Ich stehe da und warte, daß der Vogel mit der abendrotfarbenen Brust und dem silbernen Halbmonde um den Hals wieder rufe. Aber er bleibt still, und nur von irgendwoher krächzt eine schwarze Erinnerung mich an, ein Gedenken an den Tag, da ich es mir gelobte, keinen Täuber mehr zu schießen im hellen Frühlingswalde. Denn sein Ruf brachte Hand zu Hand, Auge in Auge und Mund an Mund. »O du, du, du, du!« rief er seiner Täubin zu, und wir beide befolgten seinen Ruf.

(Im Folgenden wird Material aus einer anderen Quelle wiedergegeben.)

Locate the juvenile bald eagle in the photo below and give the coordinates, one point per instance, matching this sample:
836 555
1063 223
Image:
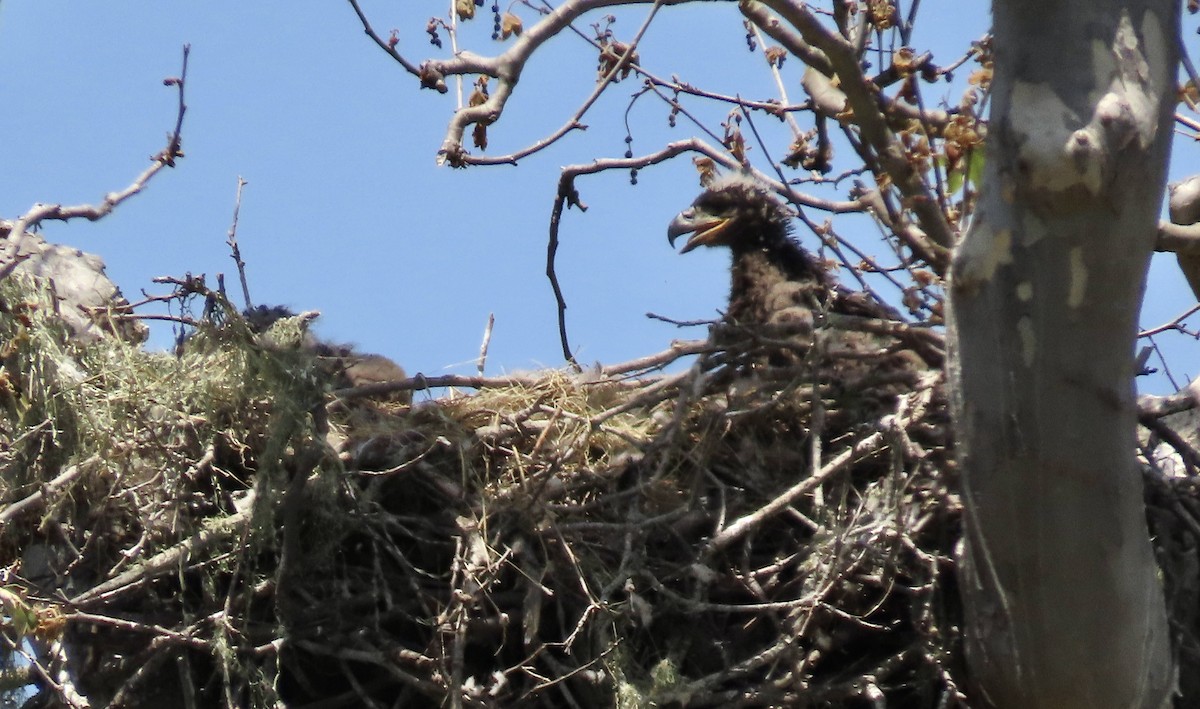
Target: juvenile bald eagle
774 281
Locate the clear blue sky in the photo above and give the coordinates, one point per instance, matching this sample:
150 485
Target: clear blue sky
346 211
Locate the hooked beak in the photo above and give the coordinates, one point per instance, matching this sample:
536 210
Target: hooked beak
705 229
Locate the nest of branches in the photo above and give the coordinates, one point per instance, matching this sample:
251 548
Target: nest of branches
220 528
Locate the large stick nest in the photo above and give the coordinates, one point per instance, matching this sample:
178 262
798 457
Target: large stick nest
219 528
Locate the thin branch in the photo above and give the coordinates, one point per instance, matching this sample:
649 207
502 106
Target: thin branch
166 157
385 46
232 240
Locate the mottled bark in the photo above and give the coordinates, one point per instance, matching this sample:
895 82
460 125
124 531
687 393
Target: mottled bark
1063 605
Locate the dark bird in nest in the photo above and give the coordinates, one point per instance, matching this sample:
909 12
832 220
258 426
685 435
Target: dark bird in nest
279 328
778 289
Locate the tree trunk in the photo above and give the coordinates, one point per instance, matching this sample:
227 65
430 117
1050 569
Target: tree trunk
1060 583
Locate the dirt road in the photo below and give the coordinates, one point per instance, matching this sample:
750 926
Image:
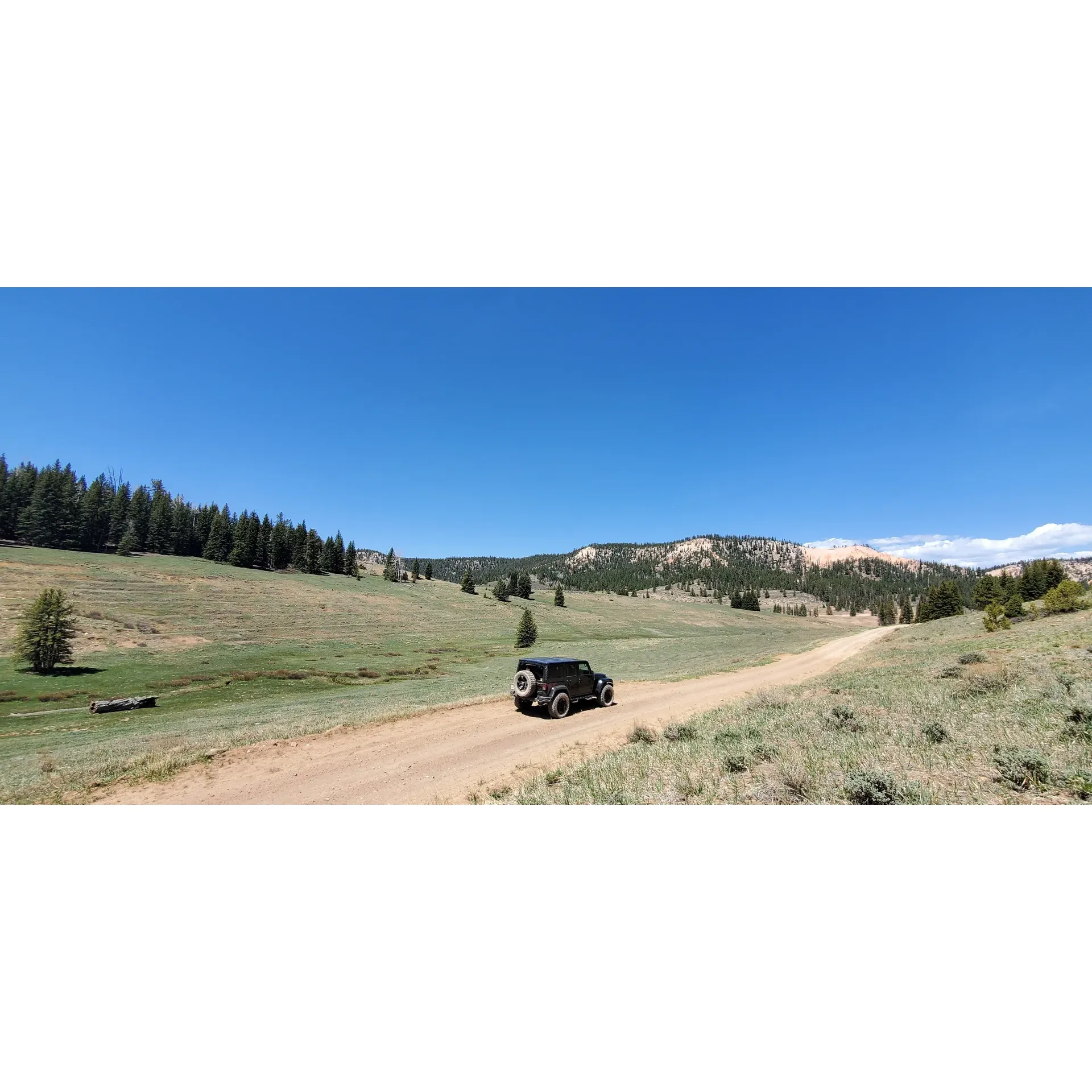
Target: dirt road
441 756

Die Wolke ist vorüber; die Sonne scheint, und der Wald besinnt sich wieder auf seine Lieder; der Regen läßt nach, und die Erinnerung krächzt nicht mehr. Ich gehe weiter durch die himmelblauen Leberblumen über das goldene Milzkraut und in die schneeweißen Osterblumen, denn den Täuber will ich haben, meinen Täuber da, der von neuem an zu rufen beginnt: »O du, du, du, du!«

Ich hatte gelobt, ich wollte keinen mehr herunterholen im angrünenden Walde. Aber da der eine mich belogen hat, bin ich meines Gelübdes ledig. Ich warte, bis er wieder ruft, schleiche mich von Baum zu Baum, harre, wenn er verschweigt, pirsche voran, meldet er abermals, stehe endlich unter der alten Samenbuche, um deren Zweige die jungen Blätter wie lauter grüne Schmetterlinge aus dem Lande Nirgendswo spielen, suche ihn und finde ihn, richte den Lauf empor, drücke, höre ihn in die bunten Blumen schlagen und sehe ein weißes Federgestöber hinter ihm herunterschweben.

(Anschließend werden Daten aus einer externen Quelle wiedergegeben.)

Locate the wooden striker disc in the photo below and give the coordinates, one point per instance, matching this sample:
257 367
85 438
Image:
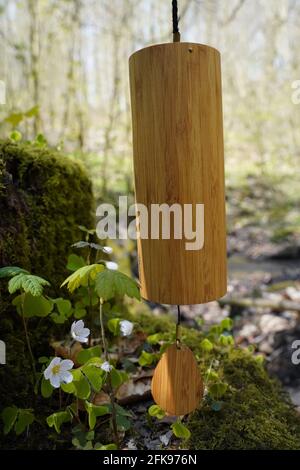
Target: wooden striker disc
177 386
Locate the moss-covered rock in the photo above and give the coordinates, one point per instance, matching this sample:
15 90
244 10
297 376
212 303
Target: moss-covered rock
44 196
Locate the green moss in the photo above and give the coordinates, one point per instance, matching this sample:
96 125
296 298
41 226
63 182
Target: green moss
256 414
44 196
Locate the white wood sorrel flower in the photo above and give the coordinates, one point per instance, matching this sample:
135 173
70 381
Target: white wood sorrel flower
79 332
58 371
126 327
106 366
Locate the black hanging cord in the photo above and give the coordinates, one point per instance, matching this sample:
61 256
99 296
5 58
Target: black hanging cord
175 20
178 326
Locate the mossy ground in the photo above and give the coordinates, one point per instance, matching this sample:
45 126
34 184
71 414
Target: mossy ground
44 196
255 414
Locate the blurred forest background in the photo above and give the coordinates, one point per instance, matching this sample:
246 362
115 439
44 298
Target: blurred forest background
65 64
65 67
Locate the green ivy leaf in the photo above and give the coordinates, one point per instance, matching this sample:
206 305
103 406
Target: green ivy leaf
123 423
94 411
180 430
25 418
9 416
82 388
27 282
154 339
226 340
79 313
86 354
46 388
34 111
110 283
206 345
226 324
14 119
10 271
114 325
156 411
75 262
81 276
118 377
57 419
99 446
94 375
36 306
218 389
147 359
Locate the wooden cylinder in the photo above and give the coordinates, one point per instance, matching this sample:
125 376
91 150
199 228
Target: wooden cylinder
179 158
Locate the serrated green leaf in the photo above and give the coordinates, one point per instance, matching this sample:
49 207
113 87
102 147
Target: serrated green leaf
114 325
156 411
118 377
99 446
15 283
94 375
9 416
34 111
123 423
226 324
24 419
147 359
46 388
180 430
81 276
86 354
75 262
14 119
218 389
154 339
95 411
9 271
206 345
79 313
27 282
36 306
34 284
57 419
111 283
82 388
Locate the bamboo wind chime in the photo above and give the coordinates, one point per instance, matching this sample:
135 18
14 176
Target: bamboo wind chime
178 159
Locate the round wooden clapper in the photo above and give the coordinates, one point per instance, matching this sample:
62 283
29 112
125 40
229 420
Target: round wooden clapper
176 385
178 159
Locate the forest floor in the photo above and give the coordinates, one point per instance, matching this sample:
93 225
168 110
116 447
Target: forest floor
265 275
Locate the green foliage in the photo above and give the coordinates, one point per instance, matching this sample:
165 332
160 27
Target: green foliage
114 325
17 419
86 354
82 275
27 283
147 359
206 345
180 430
253 414
95 411
111 283
57 419
41 209
156 411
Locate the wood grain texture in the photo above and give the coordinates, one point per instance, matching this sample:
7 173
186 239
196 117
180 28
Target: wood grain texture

Ein doppelter Aufschrei aus Kindermund folgt dem Schuß. Zwei flachsköpfige Mädchen, Waldmeisterbündel in den braunen Händen, stehen auf der Blöße und blicken mich erschrocken an. Ich schenke ihnen den Vogel. »Sagt eurer Mutter, den soll sie braten.« Und dann nehme ich ihnen die Sträuße ab und gebe ihnen viel mehr Geld dafür, als sie sonst bekommen. Aber sie danken mir kaum, und ihre himmelblauen Augen sehen mich vorwurfsvoll an.

Und während ich weitergehe, um zu sehen, wo ein guter Bock gefegt hat, daß ich ihn mir für späterhin merke, denke ich an mein Gelübde und daß ich es vergaß, weil mich einst im Frühlingswald eines Täubers Ruf betrog.